Pensiamo al fitto, dolce, intimo dialogo che Regina intessé un giorno con sua figlia Novella, nella loro casa al confine tra Abruzzo e Lazio. A causa di un primo parto andato male, Novella non poteva più avere figli e Regina si era proposta di aiutarla. È interessante notare come in questo discorso tra madre e figlia, l’uomo di casa non abbia alcun margine di intervento: «Entra in casa suo marito, sporco di colore. Si toglie il cappello e va in bagno a lavarsi le mani. “Lui era d’accordo con noi, ci supportava e ci sosteneva. E anche non avesse voluto, anche se fosse stato contrario non avrebbe avuto voce in capitolo. Perché io decido per me, per il mio corpo, e sa che mi sarei offerta a Novella anche senza il suo consenso”». I loro sono veri e propri “discorsi da donne”.
Regina e Novella
Regina con grande amore e naturalezza si offriva di portare avanti i nove mesi di gravidanza facendosi impiantare l’ovulo fecondato di sua figlia. Erano gli anni Novanta: utero in prestito tra familiari, a titolo gratuito, il secondo caso al mondo dopo quello di una donna americana: «“Continuavano a chiedermi ‘Lei, Regina, sarebbe la mamma o la nonna?’ Che domanda scema, io sarei stata la nonna e la madre era e sarebbe stata sempre e solo mia figlia Novella (…) Cosa non fa una madre per la propria figlia?

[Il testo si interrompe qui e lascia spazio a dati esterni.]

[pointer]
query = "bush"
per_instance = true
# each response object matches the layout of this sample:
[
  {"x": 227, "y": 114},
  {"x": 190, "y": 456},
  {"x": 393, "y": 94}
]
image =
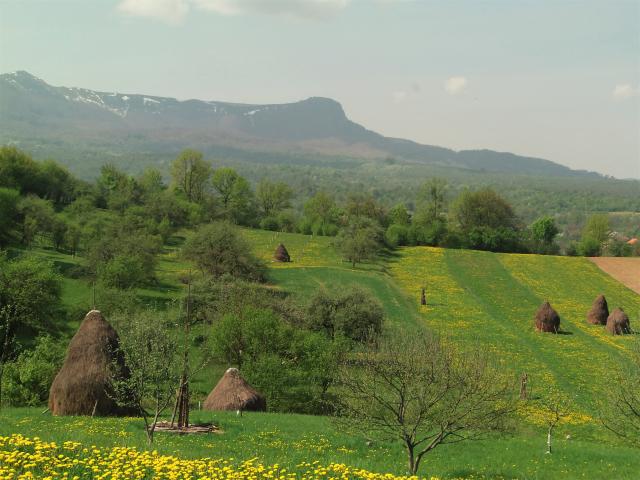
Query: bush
[
  {"x": 396, "y": 235},
  {"x": 27, "y": 380}
]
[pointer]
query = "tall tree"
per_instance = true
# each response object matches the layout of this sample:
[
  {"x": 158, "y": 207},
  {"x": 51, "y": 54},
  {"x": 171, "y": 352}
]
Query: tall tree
[
  {"x": 190, "y": 175},
  {"x": 359, "y": 240},
  {"x": 273, "y": 197},
  {"x": 235, "y": 193}
]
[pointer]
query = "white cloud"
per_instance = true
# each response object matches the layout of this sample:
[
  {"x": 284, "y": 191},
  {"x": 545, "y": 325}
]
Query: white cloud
[
  {"x": 174, "y": 11},
  {"x": 625, "y": 90},
  {"x": 455, "y": 85},
  {"x": 310, "y": 9},
  {"x": 399, "y": 96},
  {"x": 168, "y": 11}
]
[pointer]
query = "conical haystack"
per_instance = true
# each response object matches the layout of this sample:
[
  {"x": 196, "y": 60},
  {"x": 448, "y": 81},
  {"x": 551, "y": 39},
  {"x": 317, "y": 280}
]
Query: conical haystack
[
  {"x": 599, "y": 311},
  {"x": 233, "y": 393},
  {"x": 547, "y": 319},
  {"x": 281, "y": 254},
  {"x": 618, "y": 322},
  {"x": 82, "y": 384}
]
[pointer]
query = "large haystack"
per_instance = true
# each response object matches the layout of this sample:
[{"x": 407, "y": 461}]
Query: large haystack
[
  {"x": 233, "y": 393},
  {"x": 547, "y": 319},
  {"x": 281, "y": 255},
  {"x": 599, "y": 311},
  {"x": 82, "y": 384},
  {"x": 618, "y": 322}
]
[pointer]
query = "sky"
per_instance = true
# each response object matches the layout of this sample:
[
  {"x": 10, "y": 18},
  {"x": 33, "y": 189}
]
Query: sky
[{"x": 553, "y": 79}]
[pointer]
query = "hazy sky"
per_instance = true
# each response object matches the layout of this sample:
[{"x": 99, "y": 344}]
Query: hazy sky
[{"x": 553, "y": 79}]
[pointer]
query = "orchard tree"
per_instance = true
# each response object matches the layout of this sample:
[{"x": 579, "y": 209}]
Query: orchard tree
[
  {"x": 543, "y": 233},
  {"x": 415, "y": 389},
  {"x": 219, "y": 249},
  {"x": 273, "y": 197},
  {"x": 150, "y": 350},
  {"x": 190, "y": 175}
]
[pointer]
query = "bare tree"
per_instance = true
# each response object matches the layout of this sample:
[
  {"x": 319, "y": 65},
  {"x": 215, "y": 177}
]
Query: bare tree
[
  {"x": 620, "y": 411},
  {"x": 417, "y": 389},
  {"x": 554, "y": 406},
  {"x": 151, "y": 355}
]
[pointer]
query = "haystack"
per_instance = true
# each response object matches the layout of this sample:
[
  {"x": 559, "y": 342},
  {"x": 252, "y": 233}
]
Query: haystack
[
  {"x": 618, "y": 322},
  {"x": 281, "y": 254},
  {"x": 599, "y": 311},
  {"x": 233, "y": 393},
  {"x": 547, "y": 319},
  {"x": 82, "y": 384}
]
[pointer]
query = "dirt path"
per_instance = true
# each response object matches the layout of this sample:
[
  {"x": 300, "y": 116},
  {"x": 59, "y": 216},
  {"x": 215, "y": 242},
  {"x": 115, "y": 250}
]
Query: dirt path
[{"x": 625, "y": 270}]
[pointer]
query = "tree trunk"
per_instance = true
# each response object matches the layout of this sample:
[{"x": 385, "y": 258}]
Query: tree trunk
[{"x": 413, "y": 467}]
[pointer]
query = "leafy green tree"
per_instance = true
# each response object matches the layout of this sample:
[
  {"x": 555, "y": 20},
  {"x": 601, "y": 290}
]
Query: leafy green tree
[
  {"x": 190, "y": 175},
  {"x": 415, "y": 389},
  {"x": 273, "y": 197},
  {"x": 18, "y": 170},
  {"x": 38, "y": 217},
  {"x": 235, "y": 194},
  {"x": 399, "y": 215},
  {"x": 32, "y": 288},
  {"x": 117, "y": 190},
  {"x": 486, "y": 221},
  {"x": 354, "y": 314},
  {"x": 359, "y": 240},
  {"x": 431, "y": 199},
  {"x": 594, "y": 235},
  {"x": 321, "y": 215},
  {"x": 27, "y": 379},
  {"x": 219, "y": 249},
  {"x": 150, "y": 350},
  {"x": 9, "y": 200},
  {"x": 543, "y": 233}
]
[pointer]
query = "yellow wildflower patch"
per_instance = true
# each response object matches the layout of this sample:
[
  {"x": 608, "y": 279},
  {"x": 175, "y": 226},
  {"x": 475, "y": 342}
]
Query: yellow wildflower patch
[{"x": 23, "y": 458}]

E poi tutte le nonne si occupano dei nipoti (…) Io avrei tenuto mio nipote solo un po’ più piccolo rispetto al solito».
In Italia la gestazione per altri è stata ufficialmente proibita con una legge del 19 febbraio 2004, nella quale si stabilisce che tale pratica è punita con la reclusione da tre mesi a due anni e con la multa da 600.000 a un milione di euro.

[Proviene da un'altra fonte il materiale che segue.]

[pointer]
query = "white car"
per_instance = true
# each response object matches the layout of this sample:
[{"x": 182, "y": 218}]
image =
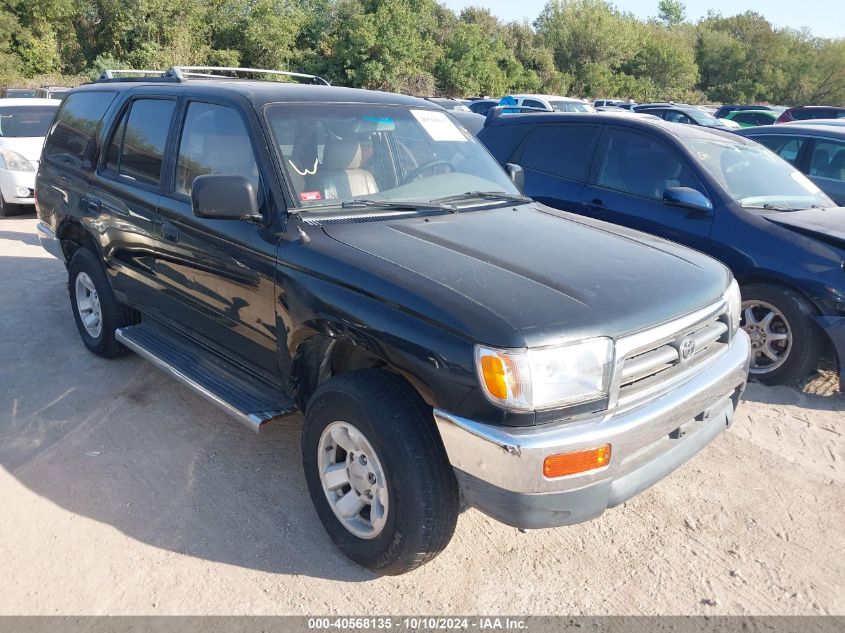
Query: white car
[
  {"x": 548, "y": 102},
  {"x": 23, "y": 125}
]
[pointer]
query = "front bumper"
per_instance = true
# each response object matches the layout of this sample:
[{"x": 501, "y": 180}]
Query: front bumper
[
  {"x": 834, "y": 327},
  {"x": 12, "y": 184},
  {"x": 49, "y": 241},
  {"x": 500, "y": 470}
]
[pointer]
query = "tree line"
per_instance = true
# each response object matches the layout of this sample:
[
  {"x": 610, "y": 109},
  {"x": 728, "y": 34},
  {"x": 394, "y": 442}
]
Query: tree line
[{"x": 585, "y": 48}]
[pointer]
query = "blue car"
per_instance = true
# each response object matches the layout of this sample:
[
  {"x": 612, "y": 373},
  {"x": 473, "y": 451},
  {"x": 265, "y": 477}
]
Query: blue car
[{"x": 711, "y": 190}]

I diversi tentativi di Regina e Novella non andarono a buon fine, ma un’altra creatura di lì a poco sarebbe entrata nella loro famiglia, in quella casa a metà strada tra Lazio e Abruzzo: Emanuela, figlia del fratello di Regina e orfana di madre, morta durante il parto. Senza madre e con un padre in giro per il mondo, come sarebbe cresciuta Emanuela? Emanuela oggi ha diciannove anni e chiama Regina «mamma».